As a generalisation the symptoms can vary but on a physical side you will generally feel extremely weak and tired. You may shake, sweat a lot, and feel dizzy or light-headed; you may also have heart palpitations. Extreme hunger may also be a symptom but not always.
The following is the pattern I have experienced each of the three times is affected me. On all three occasions it was during the hotter part of the year and always late in the morning around 11:00am-12:00pm. It comes in two stages:
When it hits me there really is only one thing I can do and that’s stop, rest and eat. I’ll usually find I need around 30-40 minutes after I’ve eaten something for my body to recover and start up again. Even then I’ll be looking for lunch to pack in as many calories as I can given I usually hit the wall just before lunch time.
My big issue is that because I lose appetite on long distance hikes I have to force myself to eat regularly. When I’m paying attention I will eat on an hourly basis, not huge amounts, but lots of calories. Typically I will have a decent breakfast packed with energy and consuming around 400-500 calories. I will then eat snacks throughout the day on an hourly basis eating roughly 150-200 calories per hour. I really do have to force myself to eat sometimes!

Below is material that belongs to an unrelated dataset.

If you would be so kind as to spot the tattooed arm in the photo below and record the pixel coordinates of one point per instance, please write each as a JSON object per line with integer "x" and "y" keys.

I have also started to carry Clif Shot Bloks which are my preferred alternative to the gels often favoured by runners . I will usually consume a packet over two days and eat them in the afternoon. I find they give a quick hit of energy and are easy to consume when I don’t feel like eating. At the end of the day I finish off with a decent meal that includes a hit of protein to allow my body to recover overnight.

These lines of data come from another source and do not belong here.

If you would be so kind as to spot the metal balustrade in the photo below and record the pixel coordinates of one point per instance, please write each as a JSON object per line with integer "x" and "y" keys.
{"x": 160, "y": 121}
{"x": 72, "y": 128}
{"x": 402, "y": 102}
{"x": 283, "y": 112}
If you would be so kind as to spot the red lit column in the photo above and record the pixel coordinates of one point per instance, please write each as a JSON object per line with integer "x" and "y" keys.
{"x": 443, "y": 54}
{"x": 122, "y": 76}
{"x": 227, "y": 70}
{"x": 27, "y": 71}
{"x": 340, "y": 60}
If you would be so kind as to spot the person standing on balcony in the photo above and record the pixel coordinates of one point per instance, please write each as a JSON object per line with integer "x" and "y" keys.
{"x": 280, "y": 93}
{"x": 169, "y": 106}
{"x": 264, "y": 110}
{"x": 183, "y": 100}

This still leaves me with a calorie deficit and on a long distance hike I average losing 3.5 kg of body weight per week.
While I know what I need to eat on a regular basis, sometimes it’s easier said than done. For me its about eating something I really like so choosing food I enjoy, that is high in calories and provides plenty of energy is the key. It’s almost a bit counterintuitive when in our daily lives we need to think about watching our calories but on a long distance hike its open slather and the more calories the better. The main thing to remember is to eat high energy food on a regular basis to minimise the potential for bonking/hitting the wall.